1

I've just started working with Data Lake and I'm currently trying to figure out the real workflow steps and how to automatize the whole process. Say I have some files as an input and I would like to process them and download output files in order to push into my data warehouse or/and SSAS.

I've found absolutely lovely API and it's all good but I can't find a way to get all the file names in a directory to get them downloaded further.

Please correct my thoughts regarding workflow. Is there another, more elegant way to automatically get all the processed data (outputs) into a storage (like conventional SQL Server, SSAS, data warehouse and etc)?

If you have a working solution based on Data Lake, please describe the workflow (from "raw" files to reports for end-users) with a few words.
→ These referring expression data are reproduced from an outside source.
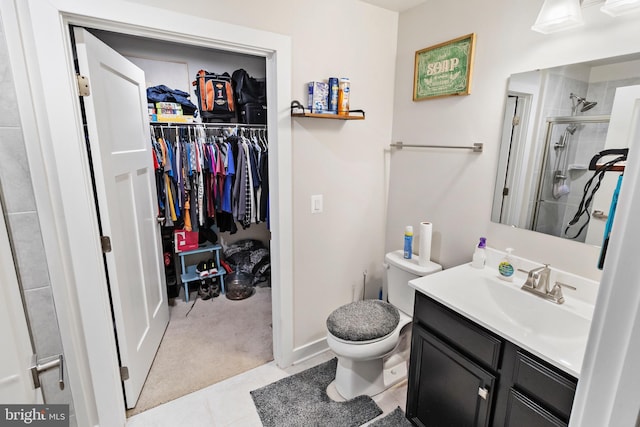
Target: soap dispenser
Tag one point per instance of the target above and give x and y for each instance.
(506, 268)
(480, 254)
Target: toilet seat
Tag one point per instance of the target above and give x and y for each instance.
(363, 321)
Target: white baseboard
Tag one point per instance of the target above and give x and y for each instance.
(310, 350)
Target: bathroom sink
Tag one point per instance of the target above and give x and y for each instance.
(555, 332)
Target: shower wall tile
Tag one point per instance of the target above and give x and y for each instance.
(43, 320)
(15, 178)
(17, 197)
(29, 250)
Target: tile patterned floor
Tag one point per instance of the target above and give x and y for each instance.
(228, 403)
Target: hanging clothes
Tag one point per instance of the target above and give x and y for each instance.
(211, 174)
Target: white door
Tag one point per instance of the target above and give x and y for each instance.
(121, 153)
(16, 385)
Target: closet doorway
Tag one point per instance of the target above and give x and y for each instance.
(207, 339)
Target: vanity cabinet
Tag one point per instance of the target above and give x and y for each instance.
(464, 375)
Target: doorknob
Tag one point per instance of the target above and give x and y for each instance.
(37, 367)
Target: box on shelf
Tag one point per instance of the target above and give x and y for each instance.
(318, 101)
(185, 240)
(171, 118)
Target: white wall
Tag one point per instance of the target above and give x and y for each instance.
(343, 161)
(453, 189)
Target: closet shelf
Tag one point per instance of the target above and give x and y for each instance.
(297, 110)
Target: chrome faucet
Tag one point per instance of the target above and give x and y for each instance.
(537, 283)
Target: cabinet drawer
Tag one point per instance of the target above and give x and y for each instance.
(480, 344)
(523, 412)
(545, 383)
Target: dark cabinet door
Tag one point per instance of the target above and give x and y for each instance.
(446, 388)
(524, 412)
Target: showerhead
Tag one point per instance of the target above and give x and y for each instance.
(587, 105)
(579, 101)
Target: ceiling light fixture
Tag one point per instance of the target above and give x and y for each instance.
(560, 15)
(620, 7)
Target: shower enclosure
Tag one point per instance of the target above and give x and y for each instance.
(570, 143)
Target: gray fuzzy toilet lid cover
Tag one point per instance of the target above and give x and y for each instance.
(363, 320)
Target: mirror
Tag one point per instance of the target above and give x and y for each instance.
(555, 122)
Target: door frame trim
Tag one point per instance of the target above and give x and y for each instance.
(64, 197)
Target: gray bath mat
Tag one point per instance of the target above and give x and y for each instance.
(301, 400)
(396, 418)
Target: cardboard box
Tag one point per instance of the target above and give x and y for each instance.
(185, 240)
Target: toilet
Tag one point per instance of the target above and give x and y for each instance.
(365, 335)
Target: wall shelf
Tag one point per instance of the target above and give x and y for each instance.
(297, 110)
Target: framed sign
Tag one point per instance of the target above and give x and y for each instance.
(444, 69)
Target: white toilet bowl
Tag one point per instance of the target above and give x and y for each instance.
(361, 366)
(363, 333)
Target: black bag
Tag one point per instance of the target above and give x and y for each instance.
(215, 96)
(254, 114)
(249, 89)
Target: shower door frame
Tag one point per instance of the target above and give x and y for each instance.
(551, 121)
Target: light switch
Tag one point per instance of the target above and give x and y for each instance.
(316, 203)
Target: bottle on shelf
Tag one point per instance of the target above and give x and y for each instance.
(480, 254)
(408, 242)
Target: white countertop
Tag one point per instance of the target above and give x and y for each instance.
(557, 333)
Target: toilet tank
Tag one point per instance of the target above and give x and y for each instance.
(399, 272)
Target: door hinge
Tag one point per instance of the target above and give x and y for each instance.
(39, 366)
(124, 373)
(106, 244)
(483, 393)
(83, 85)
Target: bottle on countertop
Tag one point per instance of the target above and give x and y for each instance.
(506, 268)
(408, 242)
(480, 254)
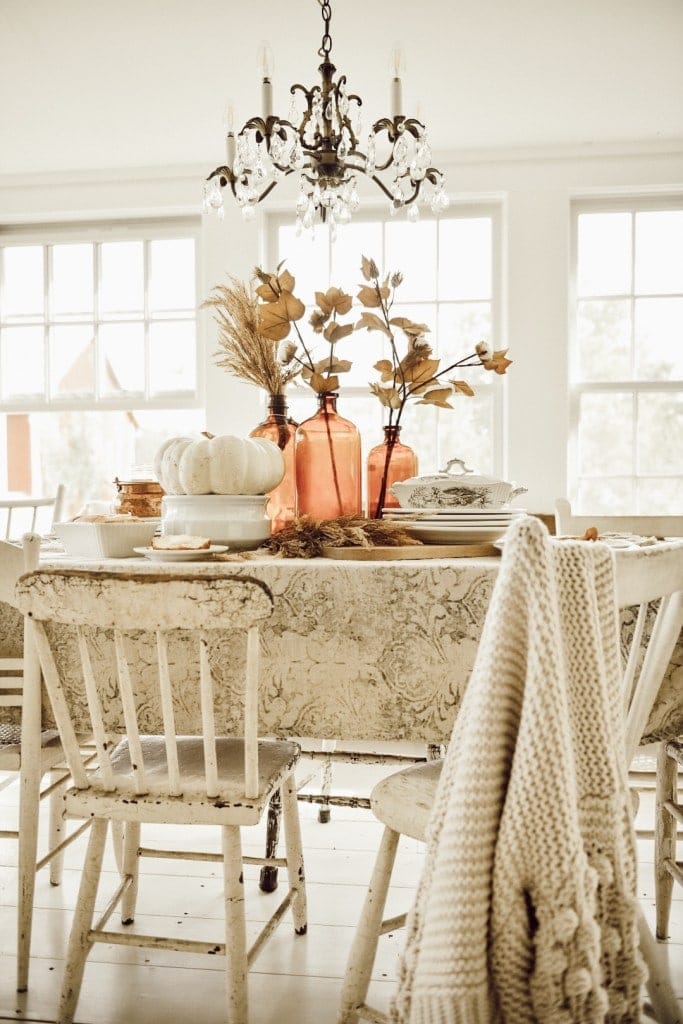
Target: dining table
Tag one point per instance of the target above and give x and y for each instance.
(354, 650)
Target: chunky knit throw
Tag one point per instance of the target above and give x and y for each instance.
(526, 907)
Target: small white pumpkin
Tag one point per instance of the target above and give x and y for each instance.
(222, 465)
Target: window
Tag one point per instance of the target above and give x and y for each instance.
(627, 358)
(98, 351)
(451, 283)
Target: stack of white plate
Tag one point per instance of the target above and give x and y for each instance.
(454, 525)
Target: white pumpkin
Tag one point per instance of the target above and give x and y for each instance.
(222, 465)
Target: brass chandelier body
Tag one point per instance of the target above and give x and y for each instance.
(322, 144)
here is my example of NET Core application

using Microsoft.Azure.DataLake.Store;
using Microsoft.IdentityModel.Clients.ActiveDirectory;
using Microsoft.Rest.Azure.Authentication;

            var creds = new ClientCredential(ApplicationId, Secret);
            var clientCreds = ApplicationTokenProvider.LoginSilentAsync(Tenant, creds).GetAwaiter().GetResult();
            var client = AdlsClient.CreateClient("myfirstdatalakeservice.azuredatalakestore.net", clientCreds);
            var result = client.GetDirectoryEntry("/mynewfolder", UserGroupRepresentation.ObjectID);
Vladimir Semashkin
  • 1,270
  • 1
  • 10
  • 21

1 Answers1

1

Say I have some files as an input and I would like to process them and download output files in order to push into my data warehouse or/and SSAS.

If you want to download the files from the folder in the azure datalake to the local path, you could use the following code to do that.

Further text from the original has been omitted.